The Trans Niger Pipeline (TNP), which belongs to the SPDC JV and carries crude oil from various companies, passes through Ogoniland. SPDC, as an operator, recently removed 56 illegal connections by smugglers and he said there are still 42 illegal connections remaining that they know of.

Since 2017, SPDC has removed more than 689 illegal theft points. Illegal theft points are identified by daily inspections from the air and on the ground according to Shell’s briefing notes for 2021.

In the dizzying maze of delta creeks, oil thieves tap pipelines and siphon off crude through rubber hoses that are up to 2 kilometers long into barrels on small vessels. They sail alongside larger vessels and pump the stolen crude into oil tankers bound for exports mostly in Asia.

The government’s response has been to send soldiers after the oil thieves. The Nigerian Navy and the Joint Task Force in the Niger Delta (JTF) along with other security operatives have been tasked with checking this practice but this has been largely ineffective as they have been found complicit.

“Both (the Nigerian Navy and the JTF) are known to have, at times, fallen well short in those responsibilities, to put it mildly,” said a downstream oil theft report by Ian Ralby, for the Atlantic Council, an American think tank on specialising in international affairs.

“Multiple cases and testimonials have revealed how naval personnel have coordinated and collaborated with oil traffickers, and how JTF troops have run their own extortion rackets in which they must be “settled,” or bribed, by criminal operators looking to continue their activities in relative secrecy and security,” Ralby stated.

A few years ago the Department of Petroleum Resources hired French data firm Kpler, but the scale of the current crude theft going on does not indicate the programme is having much success.

A top industry operator who spoke to BusinessDay said that when the oil chiefs go to Abuja to talk to the government it would seem they give the impression it is a matter for the oil companies alone. With oil at over $76, you can see why it is not showing in Nigeria.

The SPDC joint venture along with other oil companies have implemented various anti-theft protection mechanisms, such as anti-tamper locks and steel cages for wellheads. Some local oil companies are paying off vandals to protect their infrastructure.

According to Shell, around 364 cages have been installed so far and around 224 more are planned for 2021/2022 that will all come with CCTV technology. These costs are not included in the earlier losses calculated.

In 2020, 15 breaches of the cages were recorded out of 1,706 attempts. As a result, wellhead-related losses significantly dropped from about 30 kb/d in 2016 to less than 1 kb/d in 2020 across all SPDC operations.

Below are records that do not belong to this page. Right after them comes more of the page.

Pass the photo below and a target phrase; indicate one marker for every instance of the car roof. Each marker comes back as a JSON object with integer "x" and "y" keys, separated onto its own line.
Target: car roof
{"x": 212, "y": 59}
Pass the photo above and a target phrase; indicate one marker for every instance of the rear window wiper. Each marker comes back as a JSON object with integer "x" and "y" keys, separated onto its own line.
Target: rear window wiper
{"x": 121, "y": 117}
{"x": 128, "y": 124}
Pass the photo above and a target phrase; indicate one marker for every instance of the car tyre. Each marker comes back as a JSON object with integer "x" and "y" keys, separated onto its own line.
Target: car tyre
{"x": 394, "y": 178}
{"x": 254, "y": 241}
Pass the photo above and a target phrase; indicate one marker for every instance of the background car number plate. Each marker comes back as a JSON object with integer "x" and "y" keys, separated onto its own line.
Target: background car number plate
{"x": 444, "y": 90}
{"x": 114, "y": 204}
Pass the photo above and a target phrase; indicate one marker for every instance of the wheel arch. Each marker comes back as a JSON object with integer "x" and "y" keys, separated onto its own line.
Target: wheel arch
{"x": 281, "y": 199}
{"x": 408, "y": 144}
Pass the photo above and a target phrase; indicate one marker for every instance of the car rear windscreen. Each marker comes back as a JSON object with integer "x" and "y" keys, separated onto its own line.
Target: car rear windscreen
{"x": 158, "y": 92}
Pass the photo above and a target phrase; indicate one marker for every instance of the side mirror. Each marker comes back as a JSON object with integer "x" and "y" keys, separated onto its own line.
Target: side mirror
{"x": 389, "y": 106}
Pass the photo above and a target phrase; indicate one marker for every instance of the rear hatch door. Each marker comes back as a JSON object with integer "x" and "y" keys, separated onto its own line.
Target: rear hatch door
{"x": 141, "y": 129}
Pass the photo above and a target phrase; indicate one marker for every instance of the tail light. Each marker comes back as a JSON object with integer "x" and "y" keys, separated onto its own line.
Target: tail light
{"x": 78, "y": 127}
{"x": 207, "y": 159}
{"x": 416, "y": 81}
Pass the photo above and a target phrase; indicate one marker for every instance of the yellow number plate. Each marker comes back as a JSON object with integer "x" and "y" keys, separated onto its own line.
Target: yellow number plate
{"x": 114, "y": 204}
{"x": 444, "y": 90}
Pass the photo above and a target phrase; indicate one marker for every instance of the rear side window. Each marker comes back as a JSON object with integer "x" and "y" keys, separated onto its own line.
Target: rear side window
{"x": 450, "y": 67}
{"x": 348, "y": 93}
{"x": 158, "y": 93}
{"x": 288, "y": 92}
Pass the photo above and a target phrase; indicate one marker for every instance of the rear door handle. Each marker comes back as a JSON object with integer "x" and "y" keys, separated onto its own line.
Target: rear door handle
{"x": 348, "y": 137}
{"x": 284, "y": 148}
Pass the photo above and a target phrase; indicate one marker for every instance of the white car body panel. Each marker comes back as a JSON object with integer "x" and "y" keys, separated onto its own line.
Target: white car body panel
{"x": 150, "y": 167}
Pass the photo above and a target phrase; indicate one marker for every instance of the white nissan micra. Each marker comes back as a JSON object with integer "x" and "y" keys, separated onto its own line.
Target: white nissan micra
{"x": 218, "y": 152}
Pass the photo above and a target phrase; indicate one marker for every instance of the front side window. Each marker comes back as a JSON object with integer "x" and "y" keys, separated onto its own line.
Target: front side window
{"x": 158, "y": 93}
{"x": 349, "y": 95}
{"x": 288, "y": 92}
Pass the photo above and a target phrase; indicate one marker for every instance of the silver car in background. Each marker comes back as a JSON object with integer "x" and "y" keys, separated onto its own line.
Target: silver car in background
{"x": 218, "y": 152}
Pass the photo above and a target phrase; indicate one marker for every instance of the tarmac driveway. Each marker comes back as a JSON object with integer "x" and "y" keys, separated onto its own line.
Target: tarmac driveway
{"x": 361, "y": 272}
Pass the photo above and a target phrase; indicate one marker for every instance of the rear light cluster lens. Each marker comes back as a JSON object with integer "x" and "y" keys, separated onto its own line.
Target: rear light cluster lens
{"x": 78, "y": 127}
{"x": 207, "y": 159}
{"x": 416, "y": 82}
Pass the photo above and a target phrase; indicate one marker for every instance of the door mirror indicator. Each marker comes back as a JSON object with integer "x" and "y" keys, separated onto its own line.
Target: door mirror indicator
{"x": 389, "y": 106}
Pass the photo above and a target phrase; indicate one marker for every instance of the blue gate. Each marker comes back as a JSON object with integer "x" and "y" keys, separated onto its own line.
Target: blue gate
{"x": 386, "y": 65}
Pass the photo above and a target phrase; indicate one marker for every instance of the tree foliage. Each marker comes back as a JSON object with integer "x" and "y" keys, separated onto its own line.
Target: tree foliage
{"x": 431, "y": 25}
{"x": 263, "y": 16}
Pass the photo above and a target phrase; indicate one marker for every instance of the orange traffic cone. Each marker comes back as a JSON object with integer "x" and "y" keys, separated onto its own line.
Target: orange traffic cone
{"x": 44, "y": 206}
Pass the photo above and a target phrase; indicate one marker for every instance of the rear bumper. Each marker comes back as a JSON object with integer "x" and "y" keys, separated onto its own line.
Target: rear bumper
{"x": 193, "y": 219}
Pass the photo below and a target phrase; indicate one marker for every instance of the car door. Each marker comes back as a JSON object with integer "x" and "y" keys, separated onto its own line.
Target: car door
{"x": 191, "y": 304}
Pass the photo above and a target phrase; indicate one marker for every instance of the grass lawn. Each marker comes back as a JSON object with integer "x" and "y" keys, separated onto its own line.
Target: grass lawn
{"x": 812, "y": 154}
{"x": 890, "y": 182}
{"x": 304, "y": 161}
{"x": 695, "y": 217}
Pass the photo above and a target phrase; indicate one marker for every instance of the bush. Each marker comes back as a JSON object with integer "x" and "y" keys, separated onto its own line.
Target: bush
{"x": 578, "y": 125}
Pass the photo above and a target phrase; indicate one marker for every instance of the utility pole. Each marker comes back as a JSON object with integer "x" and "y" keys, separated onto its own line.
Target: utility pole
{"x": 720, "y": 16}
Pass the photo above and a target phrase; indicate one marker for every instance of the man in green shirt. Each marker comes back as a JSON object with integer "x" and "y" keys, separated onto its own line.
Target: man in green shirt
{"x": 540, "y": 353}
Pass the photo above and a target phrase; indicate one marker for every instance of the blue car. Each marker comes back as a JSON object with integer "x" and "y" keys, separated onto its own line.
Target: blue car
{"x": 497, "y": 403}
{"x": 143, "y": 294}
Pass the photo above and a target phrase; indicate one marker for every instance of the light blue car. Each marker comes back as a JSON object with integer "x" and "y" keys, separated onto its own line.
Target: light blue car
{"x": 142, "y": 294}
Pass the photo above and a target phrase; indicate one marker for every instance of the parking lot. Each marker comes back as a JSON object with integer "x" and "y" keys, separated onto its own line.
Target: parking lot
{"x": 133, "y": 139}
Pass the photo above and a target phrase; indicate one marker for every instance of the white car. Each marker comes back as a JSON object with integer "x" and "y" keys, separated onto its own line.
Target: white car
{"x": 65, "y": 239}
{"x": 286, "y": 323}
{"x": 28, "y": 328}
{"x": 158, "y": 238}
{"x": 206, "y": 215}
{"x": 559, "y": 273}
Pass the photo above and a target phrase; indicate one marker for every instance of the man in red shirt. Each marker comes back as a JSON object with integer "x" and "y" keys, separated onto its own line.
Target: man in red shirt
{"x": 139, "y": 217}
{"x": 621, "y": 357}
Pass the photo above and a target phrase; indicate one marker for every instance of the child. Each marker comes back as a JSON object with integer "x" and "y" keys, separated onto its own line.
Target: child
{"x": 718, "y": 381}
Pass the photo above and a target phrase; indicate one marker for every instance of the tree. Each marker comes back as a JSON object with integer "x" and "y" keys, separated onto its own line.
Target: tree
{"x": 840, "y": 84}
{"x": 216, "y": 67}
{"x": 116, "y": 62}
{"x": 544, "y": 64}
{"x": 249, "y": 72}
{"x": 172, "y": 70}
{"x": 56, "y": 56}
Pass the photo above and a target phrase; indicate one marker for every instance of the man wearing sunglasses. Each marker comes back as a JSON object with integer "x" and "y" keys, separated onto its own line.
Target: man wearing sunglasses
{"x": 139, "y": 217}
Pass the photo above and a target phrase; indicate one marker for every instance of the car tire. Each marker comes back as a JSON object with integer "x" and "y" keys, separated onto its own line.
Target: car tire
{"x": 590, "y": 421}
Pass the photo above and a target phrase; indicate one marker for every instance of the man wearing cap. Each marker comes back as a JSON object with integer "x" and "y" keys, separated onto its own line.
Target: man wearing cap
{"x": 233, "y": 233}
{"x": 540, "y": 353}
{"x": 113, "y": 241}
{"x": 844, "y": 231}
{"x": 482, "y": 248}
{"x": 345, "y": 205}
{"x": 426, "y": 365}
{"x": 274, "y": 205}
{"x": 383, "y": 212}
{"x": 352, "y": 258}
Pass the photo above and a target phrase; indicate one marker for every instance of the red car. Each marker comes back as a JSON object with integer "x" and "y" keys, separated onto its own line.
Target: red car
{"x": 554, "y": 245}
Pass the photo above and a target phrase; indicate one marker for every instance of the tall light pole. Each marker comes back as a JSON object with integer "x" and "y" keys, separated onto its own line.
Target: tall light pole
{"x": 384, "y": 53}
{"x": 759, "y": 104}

Nigeria has the capacity to produce over 2 million bpd of crude and condensate, but production has averaged around 1.64 million bpd so far in 2021, according to S&P Global Platts estimates.

Under the latest OPEC+ deal, Nigeria has been allowed to increase crude production to 1.535 million bpd and 1.554 million bpd in May and June, respectively. For July, its quota will rise to 1.579 million bpd but it is unable to meet these production levels.